将棋世界2002年8月号、「森内俊之新名人に聞く」より。

―森内名人、羽生竜王(四冠)、郷田棋聖、佐藤王将と、1982年に奨励会入りした棋士がタイトルを占めることになりました。森内さんは同期のライバルにどんな思いを抱いているのですか。羽生さんには最近、5連勝していますね。

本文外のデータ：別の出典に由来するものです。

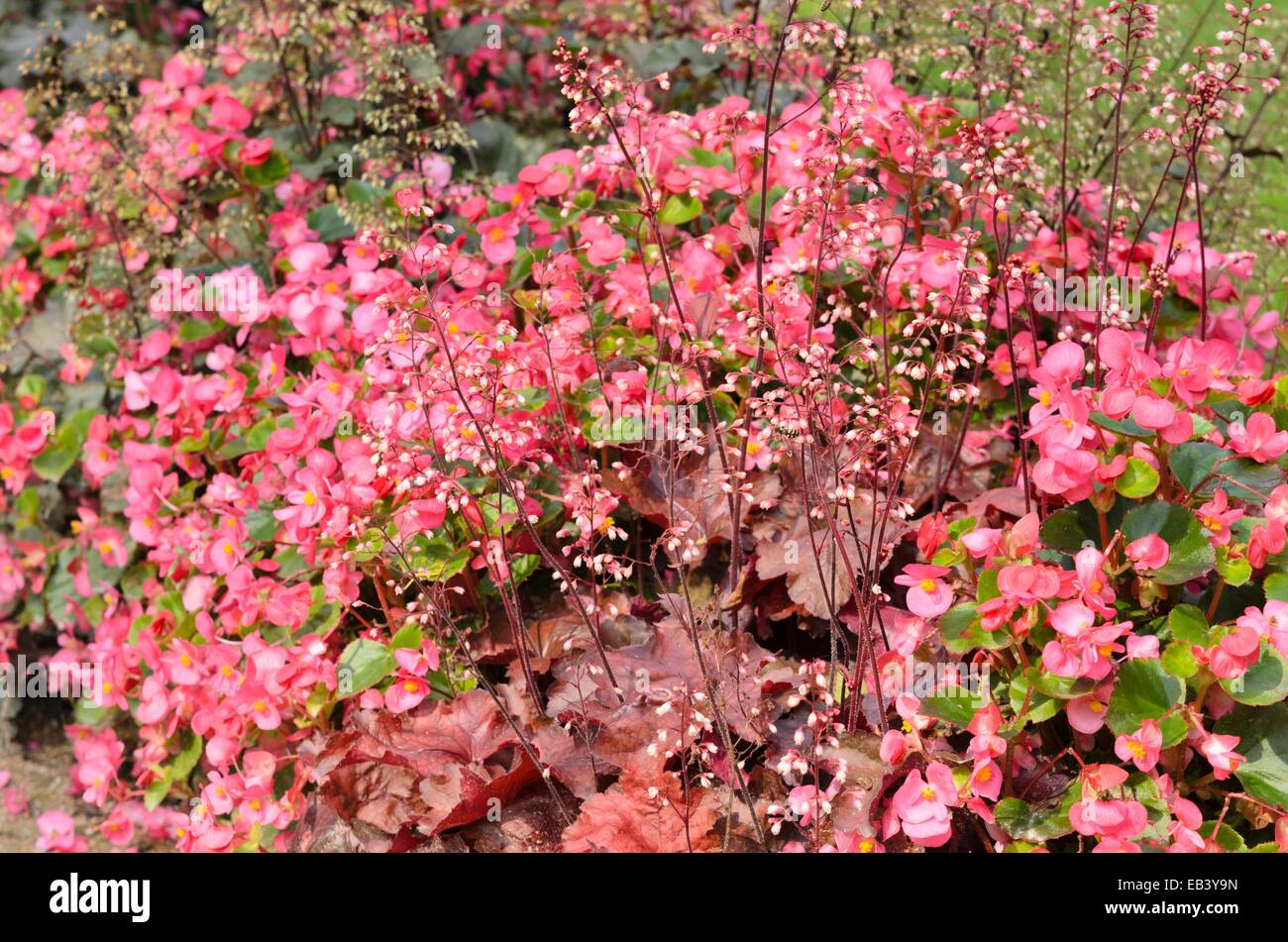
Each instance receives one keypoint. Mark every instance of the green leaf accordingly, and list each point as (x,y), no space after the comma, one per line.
(1124,426)
(364,665)
(1137,480)
(1144,691)
(193,330)
(68,440)
(1276,587)
(1262,734)
(1038,821)
(1192,554)
(1265,682)
(956,704)
(1227,838)
(187,758)
(1073,528)
(1194,461)
(1188,623)
(681,207)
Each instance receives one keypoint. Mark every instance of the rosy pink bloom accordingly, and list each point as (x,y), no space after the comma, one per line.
(1216,517)
(1087,713)
(1140,747)
(1149,554)
(1269,622)
(894,747)
(1117,817)
(984,725)
(1258,438)
(58,834)
(927,596)
(922,805)
(406,692)
(1220,753)
(986,780)
(497,238)
(1234,653)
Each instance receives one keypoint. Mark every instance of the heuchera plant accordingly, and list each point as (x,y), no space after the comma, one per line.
(478,439)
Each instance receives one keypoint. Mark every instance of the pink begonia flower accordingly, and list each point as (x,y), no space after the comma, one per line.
(986,780)
(1258,439)
(853,842)
(1269,622)
(894,747)
(927,596)
(1216,517)
(1087,713)
(58,834)
(406,692)
(984,725)
(603,245)
(1149,554)
(1141,646)
(1080,650)
(1220,753)
(14,800)
(922,805)
(1235,653)
(1140,747)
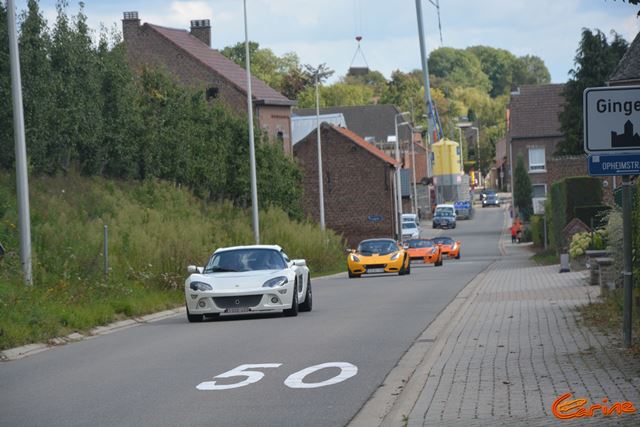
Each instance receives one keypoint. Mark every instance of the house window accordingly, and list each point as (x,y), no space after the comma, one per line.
(536,159)
(539,190)
(212,93)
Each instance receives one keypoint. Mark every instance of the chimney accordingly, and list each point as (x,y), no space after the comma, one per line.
(201,29)
(130,25)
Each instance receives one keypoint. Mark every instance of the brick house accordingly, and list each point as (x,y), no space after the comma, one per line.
(358,183)
(188,56)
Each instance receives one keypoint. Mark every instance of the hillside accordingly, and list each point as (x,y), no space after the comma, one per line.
(155,231)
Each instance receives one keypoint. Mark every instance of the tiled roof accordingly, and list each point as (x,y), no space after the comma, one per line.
(364,144)
(217,62)
(629,66)
(365,120)
(534,112)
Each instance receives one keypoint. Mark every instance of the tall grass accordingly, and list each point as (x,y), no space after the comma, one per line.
(155,231)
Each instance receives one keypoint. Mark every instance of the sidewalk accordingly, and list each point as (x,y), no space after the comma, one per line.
(513,348)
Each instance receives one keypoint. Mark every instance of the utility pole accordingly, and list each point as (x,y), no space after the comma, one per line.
(252,149)
(427,95)
(22,181)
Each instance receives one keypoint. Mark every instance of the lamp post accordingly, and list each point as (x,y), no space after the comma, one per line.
(252,150)
(22,182)
(398,174)
(319,73)
(478,155)
(413,166)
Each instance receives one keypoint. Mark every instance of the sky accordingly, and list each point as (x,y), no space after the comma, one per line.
(324,31)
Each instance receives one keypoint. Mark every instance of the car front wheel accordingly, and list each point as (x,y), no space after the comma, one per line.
(307,305)
(194,318)
(293,311)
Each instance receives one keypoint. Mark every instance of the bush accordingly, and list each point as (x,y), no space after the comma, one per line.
(595,213)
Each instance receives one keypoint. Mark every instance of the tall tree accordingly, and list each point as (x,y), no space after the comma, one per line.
(522,190)
(459,67)
(35,47)
(530,70)
(595,59)
(498,64)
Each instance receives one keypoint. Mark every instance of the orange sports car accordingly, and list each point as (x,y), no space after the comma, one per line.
(424,249)
(448,246)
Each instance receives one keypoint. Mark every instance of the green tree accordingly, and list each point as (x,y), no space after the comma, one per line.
(522,190)
(595,59)
(498,65)
(530,70)
(38,96)
(459,67)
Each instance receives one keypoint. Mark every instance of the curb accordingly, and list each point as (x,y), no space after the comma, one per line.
(393,401)
(31,349)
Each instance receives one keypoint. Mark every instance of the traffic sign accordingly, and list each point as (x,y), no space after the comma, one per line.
(614,164)
(612,119)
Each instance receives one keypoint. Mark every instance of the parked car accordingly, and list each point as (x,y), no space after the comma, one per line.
(491,200)
(424,250)
(378,256)
(410,230)
(248,279)
(448,246)
(444,219)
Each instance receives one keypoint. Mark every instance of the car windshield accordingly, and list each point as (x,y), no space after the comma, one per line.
(382,247)
(245,260)
(443,240)
(421,243)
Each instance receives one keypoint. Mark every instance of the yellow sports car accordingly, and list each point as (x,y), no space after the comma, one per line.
(378,256)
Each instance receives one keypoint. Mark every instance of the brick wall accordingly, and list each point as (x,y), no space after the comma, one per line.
(146,47)
(356,183)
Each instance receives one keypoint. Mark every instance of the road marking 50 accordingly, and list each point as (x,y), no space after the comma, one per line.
(295,380)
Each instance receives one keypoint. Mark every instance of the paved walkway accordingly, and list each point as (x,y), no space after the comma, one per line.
(516,347)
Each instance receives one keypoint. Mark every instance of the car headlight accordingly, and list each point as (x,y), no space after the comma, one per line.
(200,286)
(275,282)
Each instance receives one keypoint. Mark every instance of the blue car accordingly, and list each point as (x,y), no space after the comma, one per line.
(444,219)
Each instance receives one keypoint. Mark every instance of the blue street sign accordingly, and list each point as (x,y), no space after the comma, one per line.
(614,164)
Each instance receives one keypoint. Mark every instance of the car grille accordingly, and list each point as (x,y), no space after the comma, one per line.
(237,302)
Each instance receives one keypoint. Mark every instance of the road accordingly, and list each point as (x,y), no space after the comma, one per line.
(147,375)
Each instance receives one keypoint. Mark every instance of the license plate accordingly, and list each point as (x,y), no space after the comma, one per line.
(237,310)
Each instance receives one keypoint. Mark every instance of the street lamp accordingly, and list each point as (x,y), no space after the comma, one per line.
(319,73)
(478,155)
(461,125)
(252,150)
(398,174)
(413,166)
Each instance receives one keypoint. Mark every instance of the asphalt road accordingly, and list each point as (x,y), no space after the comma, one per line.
(147,375)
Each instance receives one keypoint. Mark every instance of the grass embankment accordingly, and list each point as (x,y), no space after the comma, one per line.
(606,316)
(155,231)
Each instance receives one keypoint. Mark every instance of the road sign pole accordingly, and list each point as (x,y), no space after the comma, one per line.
(627,268)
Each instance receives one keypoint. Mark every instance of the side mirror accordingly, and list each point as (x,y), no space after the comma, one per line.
(192,269)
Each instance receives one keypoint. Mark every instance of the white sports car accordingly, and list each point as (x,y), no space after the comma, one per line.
(248,279)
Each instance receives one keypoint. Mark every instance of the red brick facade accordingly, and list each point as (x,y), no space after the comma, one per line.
(156,46)
(358,184)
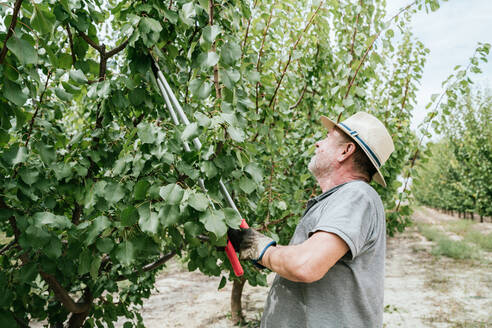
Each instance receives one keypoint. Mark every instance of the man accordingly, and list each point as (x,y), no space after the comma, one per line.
(331,274)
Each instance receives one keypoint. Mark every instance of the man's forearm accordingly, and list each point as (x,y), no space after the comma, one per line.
(306,262)
(285,261)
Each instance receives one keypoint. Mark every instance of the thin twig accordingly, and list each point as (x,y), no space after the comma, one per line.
(370,47)
(70,40)
(17,6)
(300,97)
(31,124)
(291,52)
(216,66)
(246,33)
(151,266)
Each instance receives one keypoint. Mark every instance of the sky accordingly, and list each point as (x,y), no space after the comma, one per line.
(451,34)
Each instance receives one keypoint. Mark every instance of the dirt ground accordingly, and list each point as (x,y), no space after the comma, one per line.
(420,289)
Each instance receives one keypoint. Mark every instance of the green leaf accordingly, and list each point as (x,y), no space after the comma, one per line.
(23,50)
(28,272)
(214,222)
(229,77)
(172,193)
(4,137)
(232,218)
(208,59)
(85,259)
(94,268)
(222,283)
(209,168)
(49,219)
(230,53)
(191,228)
(104,245)
(28,175)
(140,189)
(255,171)
(42,20)
(187,13)
(236,133)
(171,16)
(15,155)
(148,220)
(114,192)
(146,133)
(198,201)
(129,216)
(169,215)
(247,185)
(148,24)
(190,131)
(97,226)
(200,88)
(125,253)
(62,170)
(209,33)
(53,249)
(78,76)
(63,95)
(13,92)
(46,152)
(37,237)
(7,318)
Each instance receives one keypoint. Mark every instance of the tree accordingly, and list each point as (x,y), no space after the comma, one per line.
(456,172)
(95,185)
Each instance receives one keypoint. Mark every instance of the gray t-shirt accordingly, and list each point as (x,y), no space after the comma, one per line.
(351,292)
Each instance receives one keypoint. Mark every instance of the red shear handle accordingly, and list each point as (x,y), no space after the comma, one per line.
(232,256)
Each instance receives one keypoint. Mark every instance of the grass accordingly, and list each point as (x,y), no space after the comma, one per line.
(460,250)
(484,241)
(456,249)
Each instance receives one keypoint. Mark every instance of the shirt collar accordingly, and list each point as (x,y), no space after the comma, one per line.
(327,193)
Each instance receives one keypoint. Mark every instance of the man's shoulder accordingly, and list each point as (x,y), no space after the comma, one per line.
(358,187)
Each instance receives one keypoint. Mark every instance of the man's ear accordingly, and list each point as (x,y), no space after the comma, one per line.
(348,149)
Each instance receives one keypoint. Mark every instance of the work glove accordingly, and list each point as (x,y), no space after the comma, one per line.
(250,243)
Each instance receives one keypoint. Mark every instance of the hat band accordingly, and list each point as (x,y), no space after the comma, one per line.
(355,134)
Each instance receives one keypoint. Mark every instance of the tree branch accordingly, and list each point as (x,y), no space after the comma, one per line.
(370,47)
(246,33)
(62,295)
(31,124)
(10,31)
(7,247)
(151,266)
(90,41)
(117,49)
(218,94)
(406,94)
(291,52)
(300,98)
(70,40)
(260,53)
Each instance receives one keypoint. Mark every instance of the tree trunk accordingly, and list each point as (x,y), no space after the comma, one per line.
(77,319)
(236,306)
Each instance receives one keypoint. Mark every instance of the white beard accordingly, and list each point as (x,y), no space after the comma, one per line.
(312,165)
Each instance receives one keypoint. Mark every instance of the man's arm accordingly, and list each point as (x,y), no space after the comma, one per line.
(306,262)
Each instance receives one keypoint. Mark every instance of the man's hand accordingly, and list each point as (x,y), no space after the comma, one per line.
(250,243)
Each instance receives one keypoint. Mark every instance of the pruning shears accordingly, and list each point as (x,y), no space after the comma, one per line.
(177,114)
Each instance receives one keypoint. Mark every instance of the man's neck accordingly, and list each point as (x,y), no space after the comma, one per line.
(336,178)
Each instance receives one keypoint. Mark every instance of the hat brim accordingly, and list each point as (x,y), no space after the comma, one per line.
(330,124)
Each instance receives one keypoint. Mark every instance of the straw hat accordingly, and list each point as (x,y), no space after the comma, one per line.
(371,135)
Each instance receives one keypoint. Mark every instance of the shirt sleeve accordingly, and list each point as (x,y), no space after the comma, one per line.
(349,216)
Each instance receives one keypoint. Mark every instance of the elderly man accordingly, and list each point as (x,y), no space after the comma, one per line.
(331,274)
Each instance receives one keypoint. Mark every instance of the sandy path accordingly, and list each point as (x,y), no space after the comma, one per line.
(420,290)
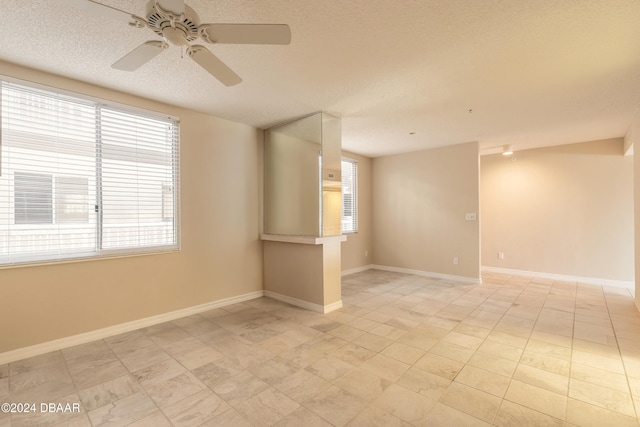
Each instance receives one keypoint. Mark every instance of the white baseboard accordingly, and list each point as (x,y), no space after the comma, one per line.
(304,304)
(464,279)
(98,334)
(357,270)
(562,277)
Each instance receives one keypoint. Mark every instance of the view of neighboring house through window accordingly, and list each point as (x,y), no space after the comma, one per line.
(80,178)
(349,196)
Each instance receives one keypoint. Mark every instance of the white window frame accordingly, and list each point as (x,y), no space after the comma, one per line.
(137,158)
(349,223)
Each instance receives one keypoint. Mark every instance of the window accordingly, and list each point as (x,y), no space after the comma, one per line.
(32,198)
(83,178)
(349,196)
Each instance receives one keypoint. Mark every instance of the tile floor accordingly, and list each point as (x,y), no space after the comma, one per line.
(404,351)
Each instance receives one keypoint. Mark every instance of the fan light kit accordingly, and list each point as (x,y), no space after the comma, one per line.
(179,25)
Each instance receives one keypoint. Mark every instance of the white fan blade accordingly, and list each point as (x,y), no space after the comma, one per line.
(174,6)
(140,55)
(103,10)
(213,65)
(246,33)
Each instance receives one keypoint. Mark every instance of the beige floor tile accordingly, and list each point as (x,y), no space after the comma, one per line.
(385,367)
(230,417)
(155,419)
(549,349)
(507,339)
(423,382)
(239,388)
(372,342)
(540,378)
(175,389)
(538,399)
(446,368)
(353,354)
(547,363)
(335,405)
(363,384)
(463,340)
(513,414)
(330,368)
(612,364)
(483,380)
(405,404)
(600,377)
(374,416)
(501,350)
(346,332)
(124,411)
(196,409)
(159,372)
(489,362)
(193,359)
(302,385)
(471,401)
(453,351)
(274,371)
(267,407)
(387,331)
(108,392)
(300,417)
(604,397)
(404,353)
(446,416)
(584,414)
(551,338)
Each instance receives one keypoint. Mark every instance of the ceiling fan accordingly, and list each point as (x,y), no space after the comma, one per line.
(179,25)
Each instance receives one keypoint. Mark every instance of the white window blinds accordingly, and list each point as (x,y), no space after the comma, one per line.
(349,196)
(83,179)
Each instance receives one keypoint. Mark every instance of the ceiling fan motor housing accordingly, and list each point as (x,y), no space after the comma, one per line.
(179,30)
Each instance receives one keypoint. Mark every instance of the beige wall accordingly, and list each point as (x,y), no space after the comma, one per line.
(294,270)
(221,255)
(632,140)
(357,251)
(563,210)
(291,193)
(419,208)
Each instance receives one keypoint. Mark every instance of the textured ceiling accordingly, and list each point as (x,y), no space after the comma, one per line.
(521,72)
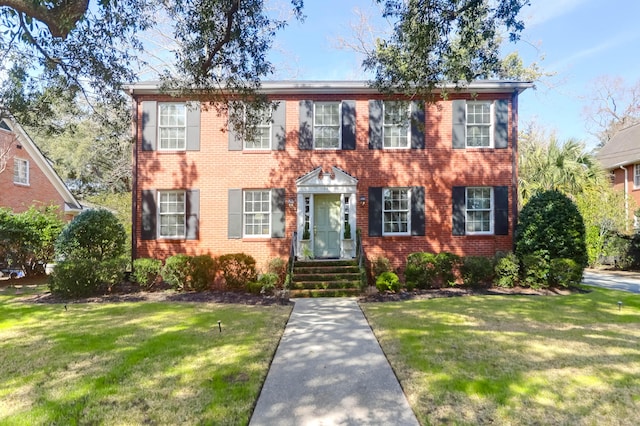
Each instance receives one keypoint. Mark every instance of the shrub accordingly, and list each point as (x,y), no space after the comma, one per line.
(551,222)
(379,265)
(564,273)
(476,271)
(237,269)
(93,235)
(146,271)
(421,270)
(507,271)
(388,281)
(176,271)
(83,278)
(535,269)
(202,271)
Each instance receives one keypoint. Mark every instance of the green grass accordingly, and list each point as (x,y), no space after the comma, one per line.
(133,363)
(506,360)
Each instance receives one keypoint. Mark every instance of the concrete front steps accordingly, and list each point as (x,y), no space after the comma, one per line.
(325,278)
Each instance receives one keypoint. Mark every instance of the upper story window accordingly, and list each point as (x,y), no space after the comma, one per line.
(479,210)
(396,211)
(261,136)
(171,214)
(21,171)
(257,213)
(172,126)
(326,125)
(479,124)
(396,125)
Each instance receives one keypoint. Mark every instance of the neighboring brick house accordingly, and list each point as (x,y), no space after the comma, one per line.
(621,157)
(26,176)
(334,153)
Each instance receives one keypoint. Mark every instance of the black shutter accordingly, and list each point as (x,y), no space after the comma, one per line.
(501,133)
(417,211)
(148,230)
(348,124)
(235,214)
(375,211)
(417,125)
(376,117)
(277,213)
(193,126)
(306,125)
(278,127)
(235,140)
(193,214)
(458,197)
(501,210)
(459,120)
(149,125)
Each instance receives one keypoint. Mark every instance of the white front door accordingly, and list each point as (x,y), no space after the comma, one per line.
(326,219)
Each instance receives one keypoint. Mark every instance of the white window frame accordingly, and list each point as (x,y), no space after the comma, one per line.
(489,126)
(179,211)
(176,126)
(407,211)
(245,213)
(389,127)
(316,126)
(265,125)
(20,171)
(490,210)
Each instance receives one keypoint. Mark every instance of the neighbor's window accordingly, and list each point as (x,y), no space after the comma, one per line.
(172,126)
(171,214)
(396,125)
(21,171)
(326,125)
(261,138)
(396,211)
(479,210)
(257,213)
(479,124)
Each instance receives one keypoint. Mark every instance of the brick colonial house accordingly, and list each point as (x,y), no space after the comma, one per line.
(411,176)
(621,157)
(26,176)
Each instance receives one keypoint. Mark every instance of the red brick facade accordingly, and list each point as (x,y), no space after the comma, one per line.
(42,186)
(437,168)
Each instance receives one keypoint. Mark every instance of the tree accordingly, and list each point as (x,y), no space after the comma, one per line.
(614,106)
(441,41)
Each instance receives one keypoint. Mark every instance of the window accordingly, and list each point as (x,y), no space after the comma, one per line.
(21,171)
(171,214)
(261,137)
(396,211)
(479,128)
(326,125)
(257,213)
(396,125)
(172,126)
(479,210)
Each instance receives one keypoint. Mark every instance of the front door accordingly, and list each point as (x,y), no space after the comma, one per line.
(326,219)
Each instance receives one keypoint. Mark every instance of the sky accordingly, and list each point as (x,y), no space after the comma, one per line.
(579,41)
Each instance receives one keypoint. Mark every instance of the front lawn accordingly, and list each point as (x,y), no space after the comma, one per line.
(508,360)
(134,363)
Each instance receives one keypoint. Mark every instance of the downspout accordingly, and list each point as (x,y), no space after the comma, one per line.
(134,177)
(626,198)
(514,164)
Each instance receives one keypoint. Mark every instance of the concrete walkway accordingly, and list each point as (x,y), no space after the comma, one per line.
(329,370)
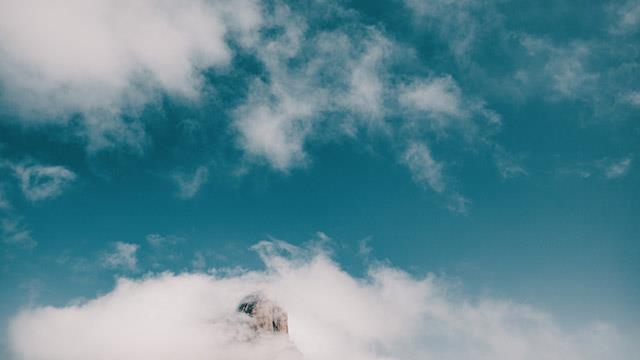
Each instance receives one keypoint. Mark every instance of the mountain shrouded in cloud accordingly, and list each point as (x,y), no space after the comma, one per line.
(491,142)
(332,315)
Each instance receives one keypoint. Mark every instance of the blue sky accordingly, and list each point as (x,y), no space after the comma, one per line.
(492,143)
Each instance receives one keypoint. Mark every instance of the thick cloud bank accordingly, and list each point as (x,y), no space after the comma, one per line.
(332,315)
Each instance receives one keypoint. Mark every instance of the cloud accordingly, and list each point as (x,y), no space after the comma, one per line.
(509,166)
(607,168)
(627,18)
(4,202)
(388,314)
(104,59)
(40,182)
(158,240)
(425,170)
(616,168)
(14,232)
(189,185)
(423,167)
(122,256)
(561,68)
(632,98)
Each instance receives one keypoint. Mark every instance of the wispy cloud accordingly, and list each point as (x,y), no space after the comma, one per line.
(42,182)
(626,17)
(108,58)
(158,240)
(428,171)
(607,168)
(388,314)
(14,232)
(122,256)
(616,168)
(189,184)
(423,167)
(509,165)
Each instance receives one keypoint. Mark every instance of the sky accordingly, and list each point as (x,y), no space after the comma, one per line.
(468,166)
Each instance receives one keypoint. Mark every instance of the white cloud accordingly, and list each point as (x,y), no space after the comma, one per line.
(386,315)
(632,98)
(427,171)
(316,85)
(273,125)
(438,96)
(627,18)
(616,168)
(562,68)
(607,168)
(509,166)
(14,232)
(4,202)
(189,185)
(40,182)
(122,256)
(106,58)
(158,240)
(423,167)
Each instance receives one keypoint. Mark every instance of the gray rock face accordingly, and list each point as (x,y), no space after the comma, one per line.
(266,315)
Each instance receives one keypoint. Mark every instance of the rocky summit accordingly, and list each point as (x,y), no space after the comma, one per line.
(266,315)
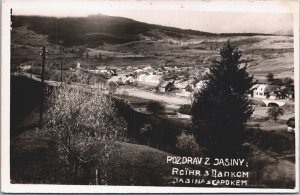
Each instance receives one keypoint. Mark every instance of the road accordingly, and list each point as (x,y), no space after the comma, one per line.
(153,96)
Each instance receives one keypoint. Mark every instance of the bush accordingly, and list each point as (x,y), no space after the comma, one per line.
(155,107)
(185,109)
(187,144)
(79,122)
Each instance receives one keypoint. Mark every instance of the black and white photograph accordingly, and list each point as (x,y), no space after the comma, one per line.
(150,96)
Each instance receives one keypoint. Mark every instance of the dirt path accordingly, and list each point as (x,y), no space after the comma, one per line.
(153,96)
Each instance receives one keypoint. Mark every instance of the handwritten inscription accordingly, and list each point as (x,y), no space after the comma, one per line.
(207,171)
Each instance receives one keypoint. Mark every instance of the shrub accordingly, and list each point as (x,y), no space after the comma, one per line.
(187,144)
(185,109)
(85,126)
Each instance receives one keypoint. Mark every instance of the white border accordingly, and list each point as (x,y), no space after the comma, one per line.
(231,6)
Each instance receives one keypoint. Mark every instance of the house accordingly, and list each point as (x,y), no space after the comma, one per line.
(201,85)
(264,91)
(149,79)
(184,86)
(291,124)
(25,67)
(152,79)
(166,86)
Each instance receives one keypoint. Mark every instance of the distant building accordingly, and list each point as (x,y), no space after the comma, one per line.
(149,79)
(291,124)
(25,67)
(264,91)
(201,85)
(166,86)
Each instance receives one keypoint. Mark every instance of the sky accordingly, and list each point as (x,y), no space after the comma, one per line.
(256,18)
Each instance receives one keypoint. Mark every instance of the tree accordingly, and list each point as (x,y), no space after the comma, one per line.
(222,107)
(145,132)
(275,112)
(185,109)
(85,126)
(187,144)
(155,107)
(112,87)
(270,77)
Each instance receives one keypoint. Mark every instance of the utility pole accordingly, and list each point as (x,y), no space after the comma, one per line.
(61,62)
(43,54)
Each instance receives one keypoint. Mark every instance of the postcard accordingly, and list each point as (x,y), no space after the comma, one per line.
(150,96)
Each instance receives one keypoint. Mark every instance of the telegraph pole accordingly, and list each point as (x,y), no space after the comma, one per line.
(61,62)
(43,54)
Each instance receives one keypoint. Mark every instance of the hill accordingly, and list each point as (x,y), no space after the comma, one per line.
(117,41)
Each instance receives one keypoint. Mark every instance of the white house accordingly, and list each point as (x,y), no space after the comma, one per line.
(201,85)
(264,91)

「たまたま、そういう時期もあるということでしょう。羽生さんは将棋界の枠を超えているようなところがあって、本当にすごい人だと感心しています。一緒に将棋を指してこられて、自分は幸せだったと思いますね」

―負けると最も悔しい相手は、佐藤王将でしょうか。

「そうかもしれません。一番気心の知れた間柄なんですが、佐藤さんは勝ったとき、本当にうれしそうな顔をするんですよ。それを見ると、ムムムッと・・・。郷田さんは将棋を学問的に追求してきた代表選手のような人で、刺激を受けました。強いライバルたちが自分を引っ張り上げてくれた気がします」

―丸山さんや藤井さんとは年齢が同じですが、2人は奨励会入りが少し遅かったですね。

「丸山さんは新世代の棋士という印象があって、勝負に徹している厳しさを強く感じます。一方、藤井さんの考え方は、われわれ旧世代に近いような気がしますね。学問的要素と勝負のバランスという点では、若手棋士たちはもっと割り切っていて、勝負の面を重視しているのではないでしょうか」

(以下略)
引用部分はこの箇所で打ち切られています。